We need not retreat behind the mountains of a Swiss-like protectionism, but we will certainly have to become more responsible and less maudlin in determining what array of behaviours qualifies as good citizenship and how to prevent the self-ghettoizing of immigrant communities. But all this, of course, presumes that it is not already too late, for, in the present environment, even if Islamic terror should be countered, the Islamic baby carriage is hard at work and the issue that must be joined may likely have been decided, at least for Western Europe.

It is never easy to cease indulging in anodynes and mirages. Intellectuals in particular seem compulsively prone to kiting aerial scenarios, often described as “a third way” or “a responsible alternative” to the frictions and antinomies of the practical world. For in the dominion of ideas, reality is not necessarily an issue. “This is why,” Norman Podhoretz explains in Ex-Friends, “intellectuals are so often drawn to ‘the third way’ or ‘the third force’—that is, some currently non-existent or utopian future alternative to the choices that are actually on offer in the here and now.”

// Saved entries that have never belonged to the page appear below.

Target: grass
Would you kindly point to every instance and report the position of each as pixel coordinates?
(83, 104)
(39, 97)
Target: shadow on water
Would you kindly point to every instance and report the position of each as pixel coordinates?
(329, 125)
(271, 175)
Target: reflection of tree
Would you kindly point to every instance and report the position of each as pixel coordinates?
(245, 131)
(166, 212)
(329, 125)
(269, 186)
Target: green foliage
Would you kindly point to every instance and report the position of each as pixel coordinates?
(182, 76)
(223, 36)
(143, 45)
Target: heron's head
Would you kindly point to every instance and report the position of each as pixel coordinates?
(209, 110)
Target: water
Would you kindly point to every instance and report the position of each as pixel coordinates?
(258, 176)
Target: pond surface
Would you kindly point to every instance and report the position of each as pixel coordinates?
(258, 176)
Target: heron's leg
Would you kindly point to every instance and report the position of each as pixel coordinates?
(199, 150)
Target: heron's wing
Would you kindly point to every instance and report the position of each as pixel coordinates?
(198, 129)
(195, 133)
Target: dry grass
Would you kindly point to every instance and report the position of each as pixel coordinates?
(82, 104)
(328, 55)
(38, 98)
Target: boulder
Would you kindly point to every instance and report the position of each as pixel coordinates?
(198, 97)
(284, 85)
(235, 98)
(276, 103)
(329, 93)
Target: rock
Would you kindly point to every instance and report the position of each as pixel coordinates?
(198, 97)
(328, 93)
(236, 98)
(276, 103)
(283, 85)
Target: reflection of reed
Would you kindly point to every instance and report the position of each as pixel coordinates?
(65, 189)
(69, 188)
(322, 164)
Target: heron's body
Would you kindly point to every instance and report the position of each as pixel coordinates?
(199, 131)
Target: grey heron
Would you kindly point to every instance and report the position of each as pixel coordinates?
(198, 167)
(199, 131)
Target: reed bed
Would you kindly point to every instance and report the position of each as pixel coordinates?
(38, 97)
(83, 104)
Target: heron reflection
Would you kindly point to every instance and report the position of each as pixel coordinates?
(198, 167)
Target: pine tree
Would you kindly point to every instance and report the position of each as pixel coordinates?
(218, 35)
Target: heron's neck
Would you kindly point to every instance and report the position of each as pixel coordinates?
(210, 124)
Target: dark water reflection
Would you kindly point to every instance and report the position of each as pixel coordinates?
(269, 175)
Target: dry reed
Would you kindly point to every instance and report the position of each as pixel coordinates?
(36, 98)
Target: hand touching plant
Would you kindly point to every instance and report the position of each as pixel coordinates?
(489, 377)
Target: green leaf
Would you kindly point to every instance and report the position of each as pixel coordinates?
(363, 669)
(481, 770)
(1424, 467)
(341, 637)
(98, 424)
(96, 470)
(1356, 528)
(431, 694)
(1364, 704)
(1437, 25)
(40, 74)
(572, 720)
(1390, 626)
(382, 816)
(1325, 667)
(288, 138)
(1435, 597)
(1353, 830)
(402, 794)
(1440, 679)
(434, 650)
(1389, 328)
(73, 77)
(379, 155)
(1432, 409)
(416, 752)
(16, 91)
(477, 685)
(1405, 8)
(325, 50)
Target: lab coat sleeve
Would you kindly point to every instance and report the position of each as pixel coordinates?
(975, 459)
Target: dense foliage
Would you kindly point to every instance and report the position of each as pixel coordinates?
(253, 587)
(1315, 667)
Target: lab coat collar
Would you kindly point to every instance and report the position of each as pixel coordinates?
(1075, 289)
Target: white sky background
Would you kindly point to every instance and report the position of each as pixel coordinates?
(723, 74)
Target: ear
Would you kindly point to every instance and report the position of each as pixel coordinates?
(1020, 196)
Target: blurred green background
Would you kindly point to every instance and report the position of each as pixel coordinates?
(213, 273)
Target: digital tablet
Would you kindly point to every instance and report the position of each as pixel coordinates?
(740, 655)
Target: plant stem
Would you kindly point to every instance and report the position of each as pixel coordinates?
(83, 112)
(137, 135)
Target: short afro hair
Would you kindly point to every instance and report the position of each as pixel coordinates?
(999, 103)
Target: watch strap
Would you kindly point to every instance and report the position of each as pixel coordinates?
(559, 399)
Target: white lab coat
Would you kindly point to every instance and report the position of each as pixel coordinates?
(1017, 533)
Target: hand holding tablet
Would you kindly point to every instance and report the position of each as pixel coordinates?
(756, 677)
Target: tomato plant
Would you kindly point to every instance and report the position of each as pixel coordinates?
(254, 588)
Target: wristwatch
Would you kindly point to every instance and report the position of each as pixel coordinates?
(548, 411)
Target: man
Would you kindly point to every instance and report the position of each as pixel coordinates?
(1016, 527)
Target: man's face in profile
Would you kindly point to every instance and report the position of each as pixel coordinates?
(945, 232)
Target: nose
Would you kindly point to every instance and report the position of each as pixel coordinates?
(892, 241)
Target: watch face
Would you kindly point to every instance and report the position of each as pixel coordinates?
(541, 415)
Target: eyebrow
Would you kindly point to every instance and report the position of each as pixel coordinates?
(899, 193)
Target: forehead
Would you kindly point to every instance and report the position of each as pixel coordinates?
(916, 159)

But the world does not go away. Nor did we ask to be forced to perceive the world through a reductive, Manichaean lens; the “Other” has demonized itself and given us little room as well as little time for options. There should be no doubt about this. Islam as currently practised is a faith that will neither accommodate nor allow itself to be merely accommodated, and those of our leaders and politicians who, whether for reasons of state, electoral expedience, or, in some cases, misplaced ethical conviction, have up to now refused to make the proper distinctions and to face up to the storm bearing down upon us, are only facilitating the debacle. Generally speaking, they are so caught up with the idea of power they have forgotten the power of ideas—of both the ideas they must combat and the ideas they must defend. Opportunism, appeasement, and willful short-sightedness are, to put it mildly, irresponsible acts, as is callow moral sentiment. To quote from Edmund Burke’s Letter to a Member of the National Assembly (1791), but applied to our contemporary political actors, these are “men engaged in desperate designs with feeble minds. They are not honest; they are only ineffectual….”

In this way our political and intellectual classes as well as the judiciary have failed us: years of blind-eye legislation, professional incompetence, the sway of personal interests, and unreflected tolerance have bred a network of efficient and clandestine terrorist covens on our own soil that are being activated in country after country even as I write. Europe primarily (but also endomorphic countries like Canada and many jurisdictions in the United States) would be far better off deporting its imams without legalistic hesitation and taking out the propaganda and incitement pillboxes before there is dramatically more to regret than there is at present.

At the same time, the influence of the leftist establishment which controls the media, the universities, and significant strata of the legal system will have to be decisively challenged. Eventually the authorities will need to act, though when they do, now that a generation of subversives is already in place, it will be lamentably after the fact.

http://www.frontpagemag.com/Articles/Pr ... p?ID=28561


Excellent essay. I especially like his exploration of the idea that too much liberty and tolerance can end by turning back upon itself and creating precisely what it seeks to avoid--repression and intolerance.